OPEC+ Gonjang-Ganjing Gegara Arab Saudi, Ada Apa MBS?
Jakarta, CNBC Indonesia - Aliansi negara-negara pengekspor minyak, OPEC+, mengadakan pertemuan pada Minggu, (4/6/2023). Hal ini terjadi setelah keputusan Arab Saudi yang secara sepihak memotong produksinya.
Dalam pengumumannya, Menteri Energi Pangeran Abdulaziz bin Salman mengatakan bahwa pemotongan baru Arab Saudi sebesar satu juta barel per hari (bpd) akan diimplementasikan pada Juli mendatang. Namun, ia tak menutup kemungkinan bahwa hal ini akan diperpanjang.
Ini akan membuat total penurunan sukarela kerajaan itu menjadi 1,5 juta barel per hari selama periode itu. Sekaligus mengekang produksi Riyadh menjadi 9 juta barel.
Analis menuturkan bahwa keputusan Arab Saudi untuk memotong produksi minyak didorong oleh keinginan Riyadh menyeimbangkan anggarannya. Padahal, di sisi lain, anggota lain aliansi itu seperti Rusia ingin mempertahankan jumlah produksinya, menimbulkan negosiasi yang alot pada pertemuan Minggu itu.
"Mereka telah menunjukkan lagi bahwa mereka bekerja sama... Pada akhirnya, ini tentang apa yang mereka setujui," kata analis UBS, Giovanni Staunovo, kepada AFP, seraya menambahkan 'bagian penting adalah menunjukkan persatuan'.
Di sisi lain, analis Commerzbank mengatakan harga impas Arab Saudi untuk menyeimbangkan postur anggaran saat ini berada di US$ 80 per barel. Diketahui, Negeri Raja Salman itu sangat bergantung pada minyak untuk pendapatannya.

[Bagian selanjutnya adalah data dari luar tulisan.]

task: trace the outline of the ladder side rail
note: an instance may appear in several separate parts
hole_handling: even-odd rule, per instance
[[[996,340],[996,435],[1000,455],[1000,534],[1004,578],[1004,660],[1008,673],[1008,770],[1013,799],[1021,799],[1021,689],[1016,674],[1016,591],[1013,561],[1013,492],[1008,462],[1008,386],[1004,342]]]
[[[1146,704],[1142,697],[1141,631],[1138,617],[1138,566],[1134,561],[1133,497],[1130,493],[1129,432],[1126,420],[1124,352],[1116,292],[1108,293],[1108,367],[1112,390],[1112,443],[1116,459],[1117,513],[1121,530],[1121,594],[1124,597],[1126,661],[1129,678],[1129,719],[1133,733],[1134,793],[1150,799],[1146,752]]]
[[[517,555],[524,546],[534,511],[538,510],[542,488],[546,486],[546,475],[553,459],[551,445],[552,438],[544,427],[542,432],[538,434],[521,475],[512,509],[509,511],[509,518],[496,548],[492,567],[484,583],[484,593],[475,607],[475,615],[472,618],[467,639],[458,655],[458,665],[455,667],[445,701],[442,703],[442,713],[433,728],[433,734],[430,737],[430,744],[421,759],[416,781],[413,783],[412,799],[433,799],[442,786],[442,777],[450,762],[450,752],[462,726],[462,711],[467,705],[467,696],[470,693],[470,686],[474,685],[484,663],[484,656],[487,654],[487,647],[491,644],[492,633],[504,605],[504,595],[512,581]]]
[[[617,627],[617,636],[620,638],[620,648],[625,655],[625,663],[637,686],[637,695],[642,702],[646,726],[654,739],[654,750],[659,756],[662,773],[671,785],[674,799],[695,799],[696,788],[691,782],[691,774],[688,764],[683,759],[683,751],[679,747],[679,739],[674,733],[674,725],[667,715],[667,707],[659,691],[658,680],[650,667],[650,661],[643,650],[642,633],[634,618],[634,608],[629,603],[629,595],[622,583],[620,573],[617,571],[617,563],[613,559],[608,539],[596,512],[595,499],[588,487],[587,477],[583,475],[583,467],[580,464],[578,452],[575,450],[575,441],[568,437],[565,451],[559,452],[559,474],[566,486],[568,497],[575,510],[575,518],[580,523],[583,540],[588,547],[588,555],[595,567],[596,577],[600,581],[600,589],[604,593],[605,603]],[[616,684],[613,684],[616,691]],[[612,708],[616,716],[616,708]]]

Dengan manuver ini, analis mengatakan harga minyak diperkirakan akan naik dalam jangka pendek menyusul langkah Riyadh, meskipun negara OPEC+ yang lain tetap sepakat tidak ada perubahan pada pemotongan produksi minyak yang direncanakan untuk tahun ini.

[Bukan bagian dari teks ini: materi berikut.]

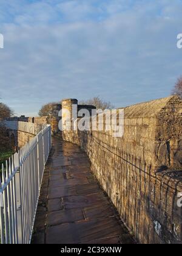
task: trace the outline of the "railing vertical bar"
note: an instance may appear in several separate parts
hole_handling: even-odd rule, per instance
[[[35,133],[33,124],[7,125]],[[1,243],[27,244],[31,241],[45,165],[51,148],[50,126],[6,162],[0,177]]]
[[[12,170],[13,172],[15,171],[15,159],[13,158],[13,156],[12,156]],[[15,243],[18,244],[17,203],[16,203],[15,176],[13,177],[12,182],[13,182],[12,186],[13,186],[13,191],[14,215],[15,215]]]
[[[0,191],[1,193],[2,190],[2,182],[1,182],[1,178],[0,176]],[[1,194],[0,195],[1,197]],[[0,241],[1,244],[4,244],[4,214],[3,214],[3,205],[2,201],[2,198],[0,198],[0,236],[1,239]]]
[[[7,161],[5,162],[6,166],[6,179],[8,179],[9,177],[9,167]],[[9,243],[10,244],[13,243],[13,227],[12,227],[12,201],[11,201],[11,193],[10,193],[10,183],[7,185],[7,205],[8,205],[8,228],[9,228]]]
[[[4,184],[6,182],[5,175],[4,173],[4,166],[2,165],[2,181]],[[3,202],[4,202],[4,229],[5,229],[5,243],[8,244],[8,207],[7,207],[7,188],[4,190],[3,193]]]

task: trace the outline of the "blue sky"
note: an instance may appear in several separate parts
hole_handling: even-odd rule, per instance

"Tanda tanya adalah sisi permintaan dari persamaan minyak. Jika tekanan inflasi yang berlarut-larut mengarah ke revisi penurunan permintaan minyak global, pengurangan pasokan mungkin dinetralkan," kata Tamas Varga, analis PVM Energy.

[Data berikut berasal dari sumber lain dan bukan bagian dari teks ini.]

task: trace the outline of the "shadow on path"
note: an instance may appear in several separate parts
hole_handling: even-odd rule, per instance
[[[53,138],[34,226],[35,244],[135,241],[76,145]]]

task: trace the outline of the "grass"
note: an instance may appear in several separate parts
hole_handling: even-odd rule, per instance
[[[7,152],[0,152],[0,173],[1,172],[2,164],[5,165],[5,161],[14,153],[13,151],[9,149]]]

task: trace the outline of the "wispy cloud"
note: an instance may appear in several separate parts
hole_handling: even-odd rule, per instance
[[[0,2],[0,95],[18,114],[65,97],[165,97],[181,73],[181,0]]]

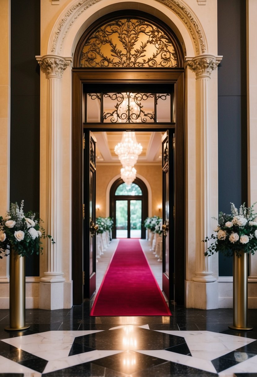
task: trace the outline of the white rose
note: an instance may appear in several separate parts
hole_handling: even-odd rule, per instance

Sebelumnya, OPEC+ menyetujui penurunan 2 juta barel per hari pada Oktober. Kemudian, hal ini berlanjut kepada beberapa anggota yang mengumumkan beberapa penurunan sukarela lebih dari 1,6 juta barel per hari di bulan April.
Harga minyak pun sempat anjlok sekitar 10% sejak pemotongan April diumumkan. Minyak mentah Brent turun mendekati US$ 70 per barel, level terendah sejak Desember 2021.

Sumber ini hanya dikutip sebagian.